A Sad Seanny Day with a Question

It’s a sick day today, so I’m writing early and quick.  Sean hasn’t been himself all day, crying with his eyes shut most of the time.  I’m not sure what it is.  No fever, no tightness in the belly.  But it looks like he’s teething on his last two teeth, and he has a nasty diaper rash, and he seems ultra tired.  So I’m hoping it’s just the combination of the three creating a perfect storm of crying fits.  It doesn’t help that Evan feels that he needs the attention.  Seeing that the cute, funny Evan isn’t getting the attention, the negative side has taken over, and I have tried to plead with his more mature instincts.  Barring that, it just might be a cartoon and DVD day all day.  A poor mother’s last resort.

 

Evan’s is very demanding today, probably because Sean needs me.  Evan was so upset that I took my “me” time.  I was ready to say –Listen, kid, your Mommy needs 15 minutes a day, just 15 minutes, to get ready.  That’s way less than most women, and if I didn’t stink like a football player at the end of a hot summer training practice, I would only take 10.  Trust me, you want me to take a shower and brush my teeth; it’ll make all of us happy.  I can smell pretty and take 15 minutes to meditate and center myself with some patience that you killed yesterday, and you get to watch Mickey and have a clean smelling Mommy who won’t keep kissing you with morning breath.  And if you force me, I will lock you and your brother out of the room, and you can whine all you want because your Mommy has a high tolerance for annoying noises.  Go ask Papi; he broke down and fixed the annoying beep that went off every two minutes, which had been going off for six months.  Papi was here less than 24 hours and broke down.  It’s a gift, really.  Now, go watch Mickey and report back to me when it’s done.  And so help me God, if you make your brother cry, I will package you up and send you in a box to your uncle for buying you those damn Hulk boxing gloves.  Then he’ll have to deal with a Kung Fu Master in boxing gloves at 6 in the morning.

 

But instead I stepped into the warm shower and let it drown out that tiny whiney voice.

 

A question: Do your children know when you’ve stayed up late and decide to get up earlier than usual?

 

I swear my boys have a knack for getting up early the morning after I’ve stayed up too long.  It kills me.  Which reminds me, I need some caffine.

A Word on Family

When Evan tried to discipline Sean with a spanking, I stopped him.

 

Me:  Are you Seanny’s Daddy?

 

Evan: No.

 

Me: Are you Seanny’s Mommy?

 

Evan: No.

 

Me: Then it’s not your job to spank him.   You’re Seanny’s brother.

 

Evan: I’m Seanny’s Evan!

What’s in a Name?

A few months ago, Evan started naming things.  I was expecting this development much earlier than it came as several times I had asked him the name of the toy he held.  Now he comes up with so many unique names.

 

First came Circle.  Circle is the name of a yellow seahorse, meant to spray water in the bath.  For some reason, Evan has become very attached to Circle.  It’s a change from carrying around a flashlight, a sword, or a wooden spoon.

 

Circle has a best friend named Puddle, a purple elephant also a bath toy.  So Circle and Puddle joined Evan on many trips, and for a while, they were the only creatures with names.  When asked if one of the other toys had a name, Evan would run and grab Circle and Puddle, showing that these two toys had names.

 

Then after the last trip to Arizona, Evan named the rocking horse, Athena, after my parents’ dog.  Granted Evan only calls the horse ‘Thena, like every other person in the house calls Athena, ‘Thena.  (I call her Athene.)   Because a horse is a horse, Evan also named his stick horse Athena, yet both horses are referred to as a he.  Go figure.

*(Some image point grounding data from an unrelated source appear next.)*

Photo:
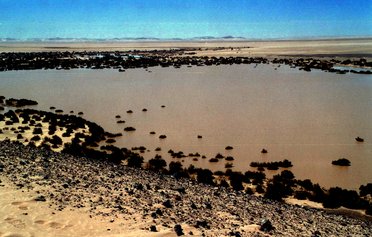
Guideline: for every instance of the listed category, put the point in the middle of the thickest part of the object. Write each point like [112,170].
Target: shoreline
[339,47]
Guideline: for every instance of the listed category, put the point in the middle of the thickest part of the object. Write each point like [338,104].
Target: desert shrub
[157,163]
[135,160]
[341,162]
[205,176]
[236,180]
[175,167]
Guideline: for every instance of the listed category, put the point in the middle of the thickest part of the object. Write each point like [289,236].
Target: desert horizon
[185,118]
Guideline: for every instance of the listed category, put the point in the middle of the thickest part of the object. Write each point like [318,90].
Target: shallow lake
[309,118]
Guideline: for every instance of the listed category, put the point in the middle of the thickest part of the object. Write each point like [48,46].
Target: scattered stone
[168,204]
[266,225]
[129,129]
[178,229]
[40,199]
[153,228]
[359,139]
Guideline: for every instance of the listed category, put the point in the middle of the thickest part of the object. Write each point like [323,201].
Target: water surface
[310,118]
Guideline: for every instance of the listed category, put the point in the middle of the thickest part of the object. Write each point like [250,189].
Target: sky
[253,19]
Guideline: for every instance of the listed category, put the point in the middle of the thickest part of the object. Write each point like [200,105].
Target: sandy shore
[332,47]
[52,194]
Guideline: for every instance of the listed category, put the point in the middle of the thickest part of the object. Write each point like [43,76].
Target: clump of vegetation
[157,163]
[275,165]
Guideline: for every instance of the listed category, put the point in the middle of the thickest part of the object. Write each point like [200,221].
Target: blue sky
[184,18]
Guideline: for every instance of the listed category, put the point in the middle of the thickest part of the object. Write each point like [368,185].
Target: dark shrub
[213,160]
[157,163]
[37,131]
[236,179]
[276,191]
[135,160]
[205,176]
[129,129]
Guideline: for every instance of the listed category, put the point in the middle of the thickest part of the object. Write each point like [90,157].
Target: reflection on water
[310,118]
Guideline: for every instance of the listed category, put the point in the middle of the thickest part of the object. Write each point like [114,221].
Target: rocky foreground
[115,192]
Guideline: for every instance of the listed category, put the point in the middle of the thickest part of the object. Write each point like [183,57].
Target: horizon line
[155,39]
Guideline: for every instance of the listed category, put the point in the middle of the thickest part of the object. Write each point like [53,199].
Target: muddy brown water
[309,118]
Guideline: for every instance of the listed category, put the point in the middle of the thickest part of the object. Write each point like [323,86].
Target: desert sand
[53,194]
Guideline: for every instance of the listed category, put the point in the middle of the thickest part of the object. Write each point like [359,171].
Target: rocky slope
[118,193]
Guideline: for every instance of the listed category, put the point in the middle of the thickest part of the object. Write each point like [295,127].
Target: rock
[202,224]
[359,139]
[159,212]
[40,198]
[180,189]
[178,229]
[168,204]
[266,225]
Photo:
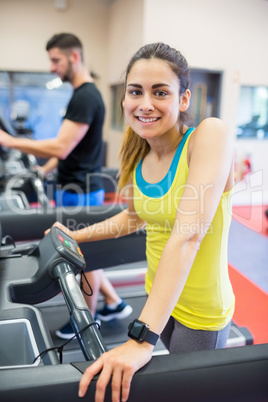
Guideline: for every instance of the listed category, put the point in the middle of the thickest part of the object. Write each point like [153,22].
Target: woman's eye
[160,93]
[135,92]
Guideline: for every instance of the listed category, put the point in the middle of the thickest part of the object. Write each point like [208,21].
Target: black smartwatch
[139,331]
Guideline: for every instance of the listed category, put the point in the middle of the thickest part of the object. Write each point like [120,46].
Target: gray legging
[177,338]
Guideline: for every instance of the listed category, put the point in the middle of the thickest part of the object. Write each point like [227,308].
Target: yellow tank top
[207,300]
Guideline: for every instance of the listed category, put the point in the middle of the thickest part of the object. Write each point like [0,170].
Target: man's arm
[70,134]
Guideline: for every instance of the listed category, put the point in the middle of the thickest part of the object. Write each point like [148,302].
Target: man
[77,147]
[76,151]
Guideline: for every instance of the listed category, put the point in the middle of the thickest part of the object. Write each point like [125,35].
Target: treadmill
[30,363]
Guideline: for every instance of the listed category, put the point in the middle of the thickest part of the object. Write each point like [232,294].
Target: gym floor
[248,257]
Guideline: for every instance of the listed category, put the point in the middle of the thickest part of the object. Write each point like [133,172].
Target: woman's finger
[90,372]
[116,385]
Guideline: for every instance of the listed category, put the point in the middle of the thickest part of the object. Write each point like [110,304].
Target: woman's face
[152,102]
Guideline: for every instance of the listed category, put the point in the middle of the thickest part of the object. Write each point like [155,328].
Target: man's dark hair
[65,41]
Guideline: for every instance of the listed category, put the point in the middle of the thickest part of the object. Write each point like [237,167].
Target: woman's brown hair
[133,147]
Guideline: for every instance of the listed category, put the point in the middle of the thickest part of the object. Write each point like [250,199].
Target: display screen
[69,245]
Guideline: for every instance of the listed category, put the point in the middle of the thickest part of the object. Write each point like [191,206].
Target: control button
[67,243]
[79,251]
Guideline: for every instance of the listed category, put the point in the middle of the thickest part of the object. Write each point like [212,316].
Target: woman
[179,181]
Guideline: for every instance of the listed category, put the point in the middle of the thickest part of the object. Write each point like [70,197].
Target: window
[33,103]
[252,118]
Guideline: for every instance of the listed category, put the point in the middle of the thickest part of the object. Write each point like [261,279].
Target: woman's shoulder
[208,133]
[209,129]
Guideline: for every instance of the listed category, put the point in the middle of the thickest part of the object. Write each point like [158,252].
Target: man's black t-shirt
[80,171]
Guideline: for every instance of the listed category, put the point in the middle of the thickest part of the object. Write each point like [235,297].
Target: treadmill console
[54,249]
[67,247]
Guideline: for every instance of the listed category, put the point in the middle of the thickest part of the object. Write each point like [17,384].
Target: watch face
[137,329]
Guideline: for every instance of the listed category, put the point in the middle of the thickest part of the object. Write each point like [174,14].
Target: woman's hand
[120,364]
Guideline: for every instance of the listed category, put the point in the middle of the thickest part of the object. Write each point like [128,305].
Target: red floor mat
[251,309]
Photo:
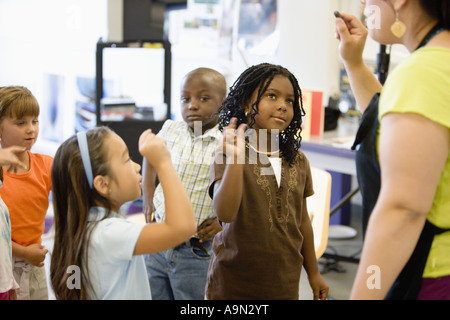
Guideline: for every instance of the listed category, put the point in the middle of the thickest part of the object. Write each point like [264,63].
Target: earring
[398,28]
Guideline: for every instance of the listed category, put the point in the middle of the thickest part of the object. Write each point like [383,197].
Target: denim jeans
[179,273]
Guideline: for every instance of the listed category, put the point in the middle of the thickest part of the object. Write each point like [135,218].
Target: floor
[338,274]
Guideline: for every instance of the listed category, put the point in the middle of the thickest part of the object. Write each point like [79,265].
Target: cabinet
[133,83]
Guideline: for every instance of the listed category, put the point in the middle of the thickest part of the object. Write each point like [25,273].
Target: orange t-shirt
[26,196]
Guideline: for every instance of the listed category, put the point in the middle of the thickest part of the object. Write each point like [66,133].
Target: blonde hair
[17,102]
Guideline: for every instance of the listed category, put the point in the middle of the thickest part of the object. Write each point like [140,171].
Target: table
[332,152]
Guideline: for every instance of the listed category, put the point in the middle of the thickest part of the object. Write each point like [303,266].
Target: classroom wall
[47,45]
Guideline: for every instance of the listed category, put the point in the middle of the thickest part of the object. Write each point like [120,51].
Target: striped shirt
[191,157]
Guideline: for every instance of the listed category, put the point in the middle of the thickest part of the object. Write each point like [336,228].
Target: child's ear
[101,184]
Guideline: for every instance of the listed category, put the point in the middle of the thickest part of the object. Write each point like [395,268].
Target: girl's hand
[352,35]
[208,229]
[35,254]
[234,142]
[154,149]
[319,286]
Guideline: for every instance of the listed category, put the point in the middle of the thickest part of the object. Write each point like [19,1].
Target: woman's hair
[439,10]
[257,79]
[17,102]
[72,199]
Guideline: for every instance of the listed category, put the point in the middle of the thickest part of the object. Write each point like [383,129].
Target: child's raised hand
[153,148]
[35,254]
[352,35]
[234,141]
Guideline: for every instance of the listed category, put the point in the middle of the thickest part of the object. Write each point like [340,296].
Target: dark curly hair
[257,78]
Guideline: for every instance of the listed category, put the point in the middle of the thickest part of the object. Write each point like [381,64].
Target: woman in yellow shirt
[414,144]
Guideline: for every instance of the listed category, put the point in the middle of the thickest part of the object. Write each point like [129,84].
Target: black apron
[408,283]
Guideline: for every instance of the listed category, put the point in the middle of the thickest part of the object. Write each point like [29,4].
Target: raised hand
[154,149]
[234,142]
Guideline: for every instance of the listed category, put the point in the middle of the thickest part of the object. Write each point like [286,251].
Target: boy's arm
[318,285]
[228,190]
[148,188]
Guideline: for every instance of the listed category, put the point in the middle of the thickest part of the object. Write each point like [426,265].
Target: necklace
[262,152]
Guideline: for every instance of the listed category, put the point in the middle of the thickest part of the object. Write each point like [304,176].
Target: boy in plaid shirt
[180,273]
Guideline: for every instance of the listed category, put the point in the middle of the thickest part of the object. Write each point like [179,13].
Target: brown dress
[258,255]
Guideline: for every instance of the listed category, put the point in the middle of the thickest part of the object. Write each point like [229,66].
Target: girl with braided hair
[260,181]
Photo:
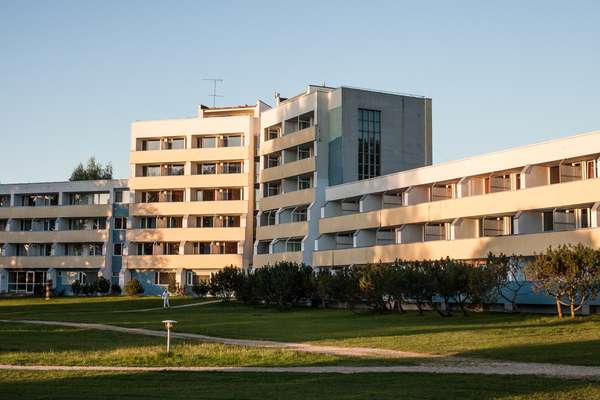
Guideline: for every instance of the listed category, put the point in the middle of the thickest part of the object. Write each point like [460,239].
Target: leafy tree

So now we have four toys with names.

 

Yesterday Evan informed me that his teddy bear’s name was Teddy.  It lacks in originality, but I can’t complain; my teddy bear was named Teddy.  Today he named a toy ladybug Fido.  I’m assuming it’s after The Upside Down Show.  (Has any one else seen this show?  It’s crazy and oddly stimulating.) 

 

Believing that it is giving me a unique look into Evan’s mind, I enjoy listening to him name his toys.  I guess it’s all about how some one sees the world and takes ownership over it, putting a unique personality to it.  I wonder what he’ll come up with next.

Housewife! Kill me!

I’m sorry; I was just planning on getting out of the blogging world and calling my parents when I happened on a couple of posts that made me go WHAT!  Now I tend not to argue with people on their own blog; it is their own opinion.  Who am I to say they’re crazy?  Then we come to Faemom’s House of Insanity, and I have complete editorial power.  (Though I don’t mind if you call me crazy; I believe I’m one foot there with the other on a banana peel.)   But I just read some one referring herself to June Clever because she had cookies and milk ready for her kids, which is awesome, but they were from refrigerated dough.  And another blogger was extolling the wonderfulness of the book The Hell With ALL That: Loving and Loathing Your Inner Housewife by Caitlin Flanagan.

 

Ok, first off, you’re not June Clever for baking refrigerated cookie dough.  You just aren’t.  You can use it to make people believe you are, especially guests, but don’t for a minute believe it.  I have bought the refrigerated cookie dough when I’m jonesing for chocolate chip cookies and only need a dozen to get through.  I’m freaked out because for a wholesome (yes, I actually used the adjective “wholesome”) activity the other night, the boys and I made cookies from scratch.  Add that to the “bone” necklaces I’m making them and some friends for Halloween and that I’m making costumes, I am seriously stepping towards Cleverism.  I prefer to be more like Harriet Nelson from Ozzie and Harriet; she had spunk. But I digress, I made cookies from scratch with my boys.  Mainly because I didn’t want to turn on the TV and my mom’s copy of Martha had an awesome recipe for cowboy cookies.  And they are heavenly.  Trust me, the irony of baking cookies from a Martha Stewart magazine is not lost on me.

 

Next.  To Hell With All That is a very bi-polar book, and I planned on making a better post on it because it needs to be written.  I haven’t read the book in six months, so I have to reread it to give you all a real gist of the matter.  But let me just say while I was nodding in agreement, I started getting angry with the book.  Apparently the author puts the everyday housewife crap on a pedestal.  I mean like taking out the garbage and vacuuming and taking care of sick kids.  Basically all the crap we hate to do, and usually the stuff our husbands take for granted (but I bet some of you have really sweet husbands that think you’re totally a goddess for doing it, that’s just not all of us).  Well, it turns out the writer had (and probably still has) a maid and used to have a nanny until her kids went to school.  Are you F-ING kidding me?  You’re going to tell me to embrace my inner housewife when you have a maid and a nanny?  You had some one else to clean up vomit and wax your floors.  And I shudder at the term housewife, and I’ll explain in the latter post why she loves it.

 

Ok, I promised I wouldn’t get in to it until I reread the book, but it is obvious that I need to.  So after I finish the one I’m working on, which may take a while because it’s around a thousand pages, give or take a hundred (don’t worry, amazing writer, page turner and all), I’ll reread To Hell with All That and give a full report.  I promise I’ll even admit I’m wrong if I like it the second time around.  And I have only admitted that twice in my marriage.